King: Montgomery to Memphis
103 minutes, 1970 CB3972
Captures the power and passion generated by Martin Luther King Jr. Follows his career from 1955 to 1968 through excerpts from speeches and interviews. Illustrates how, many years after his tragic death, King's voice still speaks to the problems of present-day America.
Life and Times of Allen Ginsberg
83 minutes, 1992 KC0827
Chronicles the life of Allen Ginsberg, with illuminating commentary from his family, friends, and contemporaries. Begins with his family life and a discussion of his mother's mental instability, continues with his life in New York with William Burrows, Jack Keroac and others. Traces his development from the beat poet of the fifties to the hippie guru of the sixties and the continued poet/protestor of the seventies, to the poet/reflector of the eighties. Includes commentary and poetry reading by Ginsberg, and deals openly and reflectively with his homosexuality and drug use.
1968: The year that shaped a generation
56 minutes, 1998 CC5791
Uses interviews, narration, and film footage to explore the events of 1968 and the impact of the year's events on American life. Discusses Vietnam and the anti-war movement; the civil rights movement; student revolts in the U.S. and France; the Democratic National Convention; the assassinations of Martin Luther King Jr., and Robert Kennedy; the 1968 presidential campaign and elections; events in Prague and the Mexico City student massacre which affected American students' political consciousness. Includes interviews with Walter Cronkite, the Reverend Jesse Jackson, Senator Tom Hayden, Barbara Ehrenreich, Carlos Fuentes, and Pat Buchanan.
The Primaries, part 1: Challenge to a President
20 minutes, 1970 CB2086
Making of the President Voter Education Series - Compares the differences of the 1968 primaries to campaigns of previous years. Argues that the failure to retain old methods of campaigning was due to television and the growing unrest about the Vietnam War. Shows Johnson announcing his plans for de-escalating the war and his decision not to seek re-election and follows the campaigns of McCarthy, Nixon, Romney, and Robert Kennedy.
The Revolving Door
Black and white/Monochrome; sound; 30 minutes, 1968 CB2053
Presents a case against our present system of punishing criminal offenders. Shows how detention in jails supports idleness, destroys human dignity, and serves to educate first offenders in the ways of crime. Suggests a system of corrective rehabilitation based on vocational and psychological guidance and respect for human dignity.

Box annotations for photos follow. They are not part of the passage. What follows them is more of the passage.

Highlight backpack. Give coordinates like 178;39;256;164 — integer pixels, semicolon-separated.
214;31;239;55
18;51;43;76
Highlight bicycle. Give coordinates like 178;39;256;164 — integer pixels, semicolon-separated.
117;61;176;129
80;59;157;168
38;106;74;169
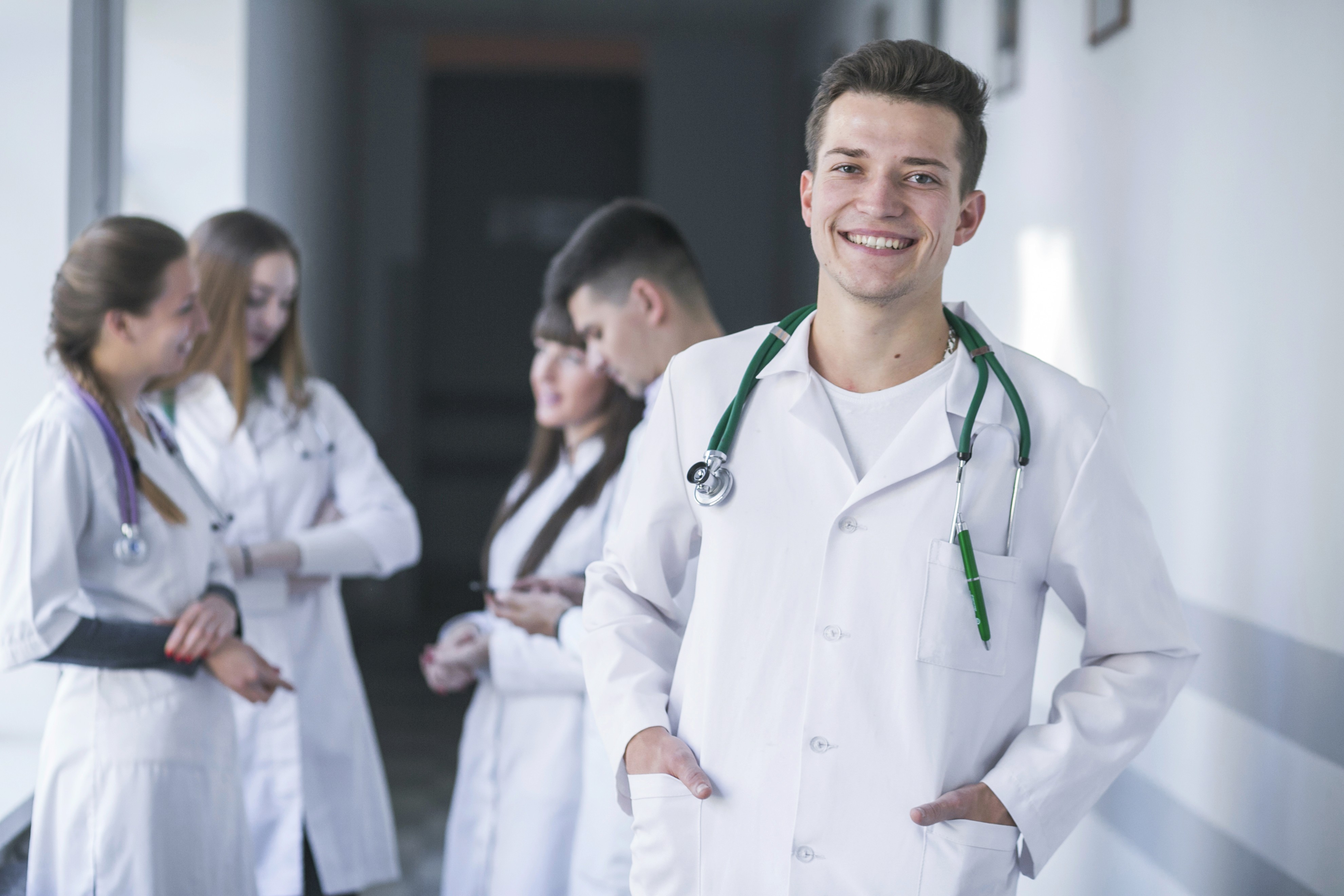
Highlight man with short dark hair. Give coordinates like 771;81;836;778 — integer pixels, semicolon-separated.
499;199;723;896
583;40;1196;896
543;199;723;399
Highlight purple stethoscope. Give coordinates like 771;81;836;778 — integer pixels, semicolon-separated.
70;379;234;565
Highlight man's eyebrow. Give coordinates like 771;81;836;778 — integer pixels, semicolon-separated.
900;156;952;173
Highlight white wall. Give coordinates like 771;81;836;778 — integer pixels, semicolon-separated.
800;0;1344;896
246;0;353;386
121;0;247;234
944;0;1344;893
0;0;70;818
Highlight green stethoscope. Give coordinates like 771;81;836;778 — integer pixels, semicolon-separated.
686;305;1031;650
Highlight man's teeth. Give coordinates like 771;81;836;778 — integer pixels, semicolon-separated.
845;234;914;248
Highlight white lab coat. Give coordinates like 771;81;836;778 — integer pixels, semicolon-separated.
175;375;421;896
442;436;616;896
585;306;1196;896
0;383;255;896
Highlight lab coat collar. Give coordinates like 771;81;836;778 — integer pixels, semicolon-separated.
758;302;1007;504
757;302;1008;434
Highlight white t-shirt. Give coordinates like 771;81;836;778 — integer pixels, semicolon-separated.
817;357;952;481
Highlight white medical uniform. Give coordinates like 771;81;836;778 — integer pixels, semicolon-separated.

Russian Right Stuff: the Dark Side of the Moon
58 minutes, 1991 AC0074
Nova Series - Details the Russian race to the moon and the Soviet space program in general. Uses both interviews with Soviet cosmonauts and footage of the time to document the space program's achievements and failures. Shows, for the first time, the M-1 moon rocket that was to carry the USSR to the moon in late 1968 to early 1969. Shows several minutes of rare footage from the first man in space to the station program (Salyut).

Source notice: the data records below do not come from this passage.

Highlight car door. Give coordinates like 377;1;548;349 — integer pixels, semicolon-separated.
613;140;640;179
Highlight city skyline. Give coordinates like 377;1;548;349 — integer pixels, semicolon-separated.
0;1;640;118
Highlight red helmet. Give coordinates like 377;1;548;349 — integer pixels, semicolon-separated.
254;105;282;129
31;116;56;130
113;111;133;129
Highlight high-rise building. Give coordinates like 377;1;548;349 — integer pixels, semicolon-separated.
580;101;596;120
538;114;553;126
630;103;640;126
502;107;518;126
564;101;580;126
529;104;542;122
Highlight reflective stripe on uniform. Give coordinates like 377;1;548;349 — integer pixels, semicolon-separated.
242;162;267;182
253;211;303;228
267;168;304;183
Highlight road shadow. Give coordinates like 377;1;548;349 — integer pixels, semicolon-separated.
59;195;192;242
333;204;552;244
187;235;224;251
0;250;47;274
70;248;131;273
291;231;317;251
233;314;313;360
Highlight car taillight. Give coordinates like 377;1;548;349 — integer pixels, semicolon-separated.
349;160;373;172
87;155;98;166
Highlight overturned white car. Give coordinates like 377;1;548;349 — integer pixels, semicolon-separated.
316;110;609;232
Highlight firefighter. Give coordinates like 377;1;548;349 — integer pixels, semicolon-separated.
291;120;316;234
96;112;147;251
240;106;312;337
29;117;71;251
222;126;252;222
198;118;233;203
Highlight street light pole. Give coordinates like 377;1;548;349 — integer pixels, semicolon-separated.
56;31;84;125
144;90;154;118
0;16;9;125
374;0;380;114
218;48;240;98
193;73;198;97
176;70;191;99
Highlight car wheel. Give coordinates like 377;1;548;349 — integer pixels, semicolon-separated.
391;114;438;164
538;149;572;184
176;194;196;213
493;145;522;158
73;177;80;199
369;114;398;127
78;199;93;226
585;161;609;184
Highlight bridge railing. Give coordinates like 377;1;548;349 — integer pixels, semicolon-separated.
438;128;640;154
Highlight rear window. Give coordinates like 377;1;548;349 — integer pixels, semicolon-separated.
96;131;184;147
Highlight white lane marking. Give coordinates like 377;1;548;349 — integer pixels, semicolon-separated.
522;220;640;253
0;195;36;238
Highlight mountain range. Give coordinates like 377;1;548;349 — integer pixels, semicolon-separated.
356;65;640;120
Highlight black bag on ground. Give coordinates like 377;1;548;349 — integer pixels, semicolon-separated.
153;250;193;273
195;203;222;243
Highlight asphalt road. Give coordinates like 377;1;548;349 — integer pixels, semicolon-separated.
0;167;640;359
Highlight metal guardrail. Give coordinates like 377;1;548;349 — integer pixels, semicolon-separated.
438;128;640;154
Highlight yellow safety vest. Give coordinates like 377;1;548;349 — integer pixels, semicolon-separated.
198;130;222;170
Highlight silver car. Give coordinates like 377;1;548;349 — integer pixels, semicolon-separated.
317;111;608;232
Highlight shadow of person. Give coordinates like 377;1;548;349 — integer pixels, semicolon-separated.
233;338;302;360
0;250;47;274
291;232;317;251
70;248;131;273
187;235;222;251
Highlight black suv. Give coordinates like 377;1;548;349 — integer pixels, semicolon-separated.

Shakespeares in the Alley; Respect
60 minutes, 1995 RC1750
Rock & Roll Series - Shakespeares in the Alley looks at the towering influences of Bob Dylan and the Beatles on rock and roll and at the brief but influential flowering of "folk rock" inspired by the Dylan/Beatles axis in the mid 60's. Footage of Dylan and the Fab Four and interviews with Beatles producer George Martin, key Dylan session musician Al Kooper, Peter Yarrow of Peter, Paul and Mary, Roger McQuinn and David Cosby of the Byrds and poet Allen Ginsberg. Respect chronicles the transformation of black gospel music into a defining sound for all Americans as well as soul music's role in the simultaneous quest for African American equality in the 60's. On hand to tell the tale: Berry Gordy Jr., Ray Charles, Martha Reeves, Mary Wilson, Booker T and the MG's, Wilson Pickett, Maxine Powell of the Motown "Charm School," Motown choreographer Cholly Atkins, and many more. Journeys from Detroit's Motown Records to Stax Records in Memphis. Last stop: the FAME studio in Muscle Shoals, Alabama, where Aretha Franklin, a Detroit preacher's daughter, made musical magic.

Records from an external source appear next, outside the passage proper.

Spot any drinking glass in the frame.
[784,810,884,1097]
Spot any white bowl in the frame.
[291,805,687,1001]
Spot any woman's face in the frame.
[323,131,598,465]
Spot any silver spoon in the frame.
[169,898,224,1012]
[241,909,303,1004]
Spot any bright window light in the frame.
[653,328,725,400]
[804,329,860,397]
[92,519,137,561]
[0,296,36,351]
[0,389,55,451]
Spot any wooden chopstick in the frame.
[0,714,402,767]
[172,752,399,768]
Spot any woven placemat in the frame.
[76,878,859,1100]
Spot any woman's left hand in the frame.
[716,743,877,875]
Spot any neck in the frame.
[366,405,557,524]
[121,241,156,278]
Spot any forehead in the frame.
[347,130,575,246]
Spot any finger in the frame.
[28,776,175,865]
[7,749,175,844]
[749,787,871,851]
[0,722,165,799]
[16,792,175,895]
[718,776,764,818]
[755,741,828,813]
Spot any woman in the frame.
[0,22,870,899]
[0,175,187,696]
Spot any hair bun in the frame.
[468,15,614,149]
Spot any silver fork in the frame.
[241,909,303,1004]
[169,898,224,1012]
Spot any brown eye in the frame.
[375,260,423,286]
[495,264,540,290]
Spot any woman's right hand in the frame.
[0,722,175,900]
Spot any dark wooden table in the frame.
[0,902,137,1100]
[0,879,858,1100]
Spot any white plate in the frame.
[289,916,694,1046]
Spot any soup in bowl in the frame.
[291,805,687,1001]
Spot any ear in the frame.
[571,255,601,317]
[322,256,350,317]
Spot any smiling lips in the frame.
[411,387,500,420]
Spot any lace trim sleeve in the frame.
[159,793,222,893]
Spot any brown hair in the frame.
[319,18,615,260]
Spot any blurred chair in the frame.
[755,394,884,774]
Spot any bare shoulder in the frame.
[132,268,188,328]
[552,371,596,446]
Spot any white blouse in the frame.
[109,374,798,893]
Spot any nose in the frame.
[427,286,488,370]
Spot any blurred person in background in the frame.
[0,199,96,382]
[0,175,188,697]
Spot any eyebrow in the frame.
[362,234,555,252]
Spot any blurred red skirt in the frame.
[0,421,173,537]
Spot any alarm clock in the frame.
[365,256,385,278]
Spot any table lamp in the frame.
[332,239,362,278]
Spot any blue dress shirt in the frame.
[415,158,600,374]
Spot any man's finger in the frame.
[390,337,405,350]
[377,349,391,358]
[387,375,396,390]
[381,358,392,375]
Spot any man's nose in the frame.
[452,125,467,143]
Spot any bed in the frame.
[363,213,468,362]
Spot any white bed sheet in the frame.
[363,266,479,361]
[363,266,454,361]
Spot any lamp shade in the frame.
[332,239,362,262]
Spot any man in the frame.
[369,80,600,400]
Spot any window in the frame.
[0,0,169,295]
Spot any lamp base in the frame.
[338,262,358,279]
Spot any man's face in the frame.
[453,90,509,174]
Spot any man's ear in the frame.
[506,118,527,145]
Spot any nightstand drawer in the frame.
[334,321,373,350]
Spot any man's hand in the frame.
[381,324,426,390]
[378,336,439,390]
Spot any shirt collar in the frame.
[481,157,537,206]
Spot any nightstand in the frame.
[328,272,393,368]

The Times They are A-Changin'
60 minutes, n.d. RC1881
Provides an overview of the development of America's musical heritage by examining the "roots" of existing popular music like blues, country, folk, and bluegrass. Documents the electrification of music leading to a revival of the blues led by Muddy Waters and Howlin' Wolf. Describes the Newport Folk Festival and its mixture of traditional roots music with socially-conscious folk singers. Chronicles Bob Dylan's transition to electric and the controversy that ensued. Highlights such influential musicians as the Staple Singers, the Weavers, Peter, Paul and Mary, and Doc Watson. Includes commentary by James Cotton, Edwin Hawkins and many others.
The Vietnam War with Walter Cronkite, no. 1: Tet!
61 minutes, 1985 CC3786
Documents the 1968 Tet Offensive with newsreel footage and commentary by Walter Cronkite. Chronicles the battles that occurred starting on the lunar new year when the Vietcong invaded more than one hundred cities across South Vietnam during the most sacred of Vietnamese holidays, a time when more than half of the South Vietnamese forces were on leave. Focuses on the continued attacks on Saigon, the destruction of the ancient imperial city of Hue, and the two-and-a-half month siege at the Marine outpost of Khe Sanh. Identifies the Tet offensive as the most important event of the Vietnam War because it changed the way the American people looked at the war and therefore it changed the war itself. Analyzes briefly the ramifications on the 1968 American presidential election.
The Vietnam War with Walter Cronkite, no. 3: Fire from the sky
64 minutes, 1985 CC4812
Explores the American air war in Vietnam from 1965 to 1972 as reported by CBS News correspondents. Covers the complex target selection process in Operation Rolling Thunder, a major air offensive that was curtailed and then halted by Lyndon Johnson in 1968. Discusses controversial aspects of the bombing, which was resumed on a larger scale by order of Richard Nixon. Explains the effects of the available arsenal of destruction, including among others Agent Orange, flechettes, napalm bombs, and large dispensers filled with bomblets. Identifies the role of helicopters in extensive rescue operations to retrieve the wounded. Concludes that pilots rarely saw the targets or the results of their bombings and, as a result, air power was not well suited to fight a guerrilla war.
War and Peace in the Nuclear Age, no. 6: The Education of Robert McNamara
60 minutes, 1989 CC3826
Explores the changes in both force, structure and nuclear strategy implemented under Secretary of Defense Robert McNamara from 1960 to 1968. Chronicles how the dawn of the missile age challenged existing assumptions about warfare, defense, and military strategy and led to radical changes in McNarmara's own views about nuclear weapons and American nuclear policy during this period.
Why Man Creates
Color; sound; 25 minutes, 1968 CC2196
Examines our creative nature through an historical overview of human accomplishments, the origination of new ideas, the creative process, and aesthetic criticism. Visualizes the birth of new ideas and the social reactions to them. Offers as an answer to the question, "Why does man create?" the idea that people must leave a mark which proclaims their existence and their unique identities.